Jonathan Baut started Gabi SmartCare with a personal mission at its heart: to save children’s lives by better monitoring their health. Over the last decade, Jonathan has been through the ups and downs of entrepreneurship, from successfully launching a product in 40 hospitals to ultimately selling the company. He shares the lessons he learnt along the way and reflects on the meaning of success and failure.
The idea behind Gabi SmartCare started with a personal experience. Can you tell us more?
A week after my daughter was born, she caught a very severe form of bronchiolitis. This is common in children, but as a newborn she had no immunity. She turned blue in less than two hours and was admitted to the hospital’s intensive care unit, where she stayed for two weeks.
It was terrifying for my wife and I, especially as first-time parents. When our daughter was discharged, the doctors told us a relapse was possible and we should watch out for symptoms, especially at night. But the truth is that we didn’t know how to identify these symptoms. So we’d left the safe environment of the hospital for our home, where we felt helpless.
We didn’t understand why the care our daughter had in hospital couldn’t continue at home. And why medical innovation – which seemed to be flourishing in so many other areas – often didn’t stretch to issues facing newborns. So I quit my job as an investment banker and started a company. The aim was to build a solution that would give a continuum of care for children after hospital discharge.

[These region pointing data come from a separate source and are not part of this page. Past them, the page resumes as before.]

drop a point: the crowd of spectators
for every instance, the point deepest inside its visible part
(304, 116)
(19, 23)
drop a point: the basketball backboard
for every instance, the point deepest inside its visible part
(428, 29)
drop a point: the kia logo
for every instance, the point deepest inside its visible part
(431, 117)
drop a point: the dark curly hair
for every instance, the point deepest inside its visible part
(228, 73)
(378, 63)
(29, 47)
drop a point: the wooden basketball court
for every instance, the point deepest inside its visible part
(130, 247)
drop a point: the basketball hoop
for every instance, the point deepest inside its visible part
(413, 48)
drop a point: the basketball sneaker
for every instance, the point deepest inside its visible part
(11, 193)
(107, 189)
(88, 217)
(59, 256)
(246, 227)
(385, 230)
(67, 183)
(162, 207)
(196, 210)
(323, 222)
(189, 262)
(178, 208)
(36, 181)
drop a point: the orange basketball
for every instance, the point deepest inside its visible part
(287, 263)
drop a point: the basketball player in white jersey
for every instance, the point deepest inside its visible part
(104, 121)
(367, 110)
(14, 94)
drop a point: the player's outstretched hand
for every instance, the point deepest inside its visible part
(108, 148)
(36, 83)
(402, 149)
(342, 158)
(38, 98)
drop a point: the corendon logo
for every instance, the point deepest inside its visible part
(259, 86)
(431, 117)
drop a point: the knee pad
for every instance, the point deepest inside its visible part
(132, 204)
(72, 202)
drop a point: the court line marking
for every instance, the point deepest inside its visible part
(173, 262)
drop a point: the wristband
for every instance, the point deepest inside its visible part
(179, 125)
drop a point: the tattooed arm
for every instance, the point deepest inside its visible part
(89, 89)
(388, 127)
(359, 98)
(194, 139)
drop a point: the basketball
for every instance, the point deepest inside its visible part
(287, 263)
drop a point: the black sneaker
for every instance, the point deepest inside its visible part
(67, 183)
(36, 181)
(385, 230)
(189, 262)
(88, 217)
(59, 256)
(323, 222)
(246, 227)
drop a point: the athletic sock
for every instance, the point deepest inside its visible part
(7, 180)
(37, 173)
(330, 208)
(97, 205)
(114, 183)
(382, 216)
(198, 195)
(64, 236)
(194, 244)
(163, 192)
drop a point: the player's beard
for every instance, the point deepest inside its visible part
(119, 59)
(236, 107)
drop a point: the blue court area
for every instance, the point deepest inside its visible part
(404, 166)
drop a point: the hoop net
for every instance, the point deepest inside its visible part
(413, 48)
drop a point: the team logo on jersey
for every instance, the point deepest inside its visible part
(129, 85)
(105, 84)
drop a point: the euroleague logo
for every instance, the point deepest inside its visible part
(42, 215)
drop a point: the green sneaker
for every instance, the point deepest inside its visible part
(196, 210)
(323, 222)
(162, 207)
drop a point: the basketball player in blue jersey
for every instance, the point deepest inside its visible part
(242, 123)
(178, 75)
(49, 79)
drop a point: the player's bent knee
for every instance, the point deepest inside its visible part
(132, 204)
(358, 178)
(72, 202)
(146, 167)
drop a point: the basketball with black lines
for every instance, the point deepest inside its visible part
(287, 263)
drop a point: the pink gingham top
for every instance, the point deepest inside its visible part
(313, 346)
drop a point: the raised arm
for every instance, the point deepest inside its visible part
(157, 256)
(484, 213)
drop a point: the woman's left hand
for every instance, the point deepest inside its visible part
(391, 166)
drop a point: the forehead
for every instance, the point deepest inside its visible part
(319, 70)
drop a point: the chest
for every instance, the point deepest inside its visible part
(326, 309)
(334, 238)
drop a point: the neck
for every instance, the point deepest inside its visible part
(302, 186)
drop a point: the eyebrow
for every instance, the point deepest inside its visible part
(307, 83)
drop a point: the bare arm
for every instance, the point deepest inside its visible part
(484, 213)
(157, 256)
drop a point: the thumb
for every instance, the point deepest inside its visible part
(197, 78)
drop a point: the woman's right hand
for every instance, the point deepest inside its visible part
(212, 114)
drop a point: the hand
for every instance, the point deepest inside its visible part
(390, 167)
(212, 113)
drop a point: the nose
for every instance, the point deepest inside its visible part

How did the early stages go?
In 2018, we launched a smart baby monitor for parents, as there wasn’t anything like this on the market at the time. We wanted a device that was easy to use and would reassure parents that their child was doing okay.
But as we worked more closely with doctors, they explained how this resonated with their needs and suggested we move toward a medically certified device, so we pivoted and developed a clinical solution for hospitals instead. We built a remote patient monitoring (RPM) solution – a small device to monitor vital signs.
We had loads of medical advisors, strong traction for clinical studies and even remarkable commercial traction in research. This allowed us to commercially deploy our solution in more than 40 hospitals across the US, all before receiving clearance from the Food and Drug Administration (FDA). But we also faced setbacks. We initially thought we had validated the business model in depth, only to realise that the insights we gathered verbally from advisors were not enough to convert interest into sales. We discovered that commercial demand was concentrated on very small patient populations, which limited our ability to reach the revenue levels that investors were now expecting. Despite excellent satisfaction among hospitals, we had to re-explore the most relevant use cases to meet these new expectations. This led us to pivot once again, this time towards addressing paediatric sleep disorders.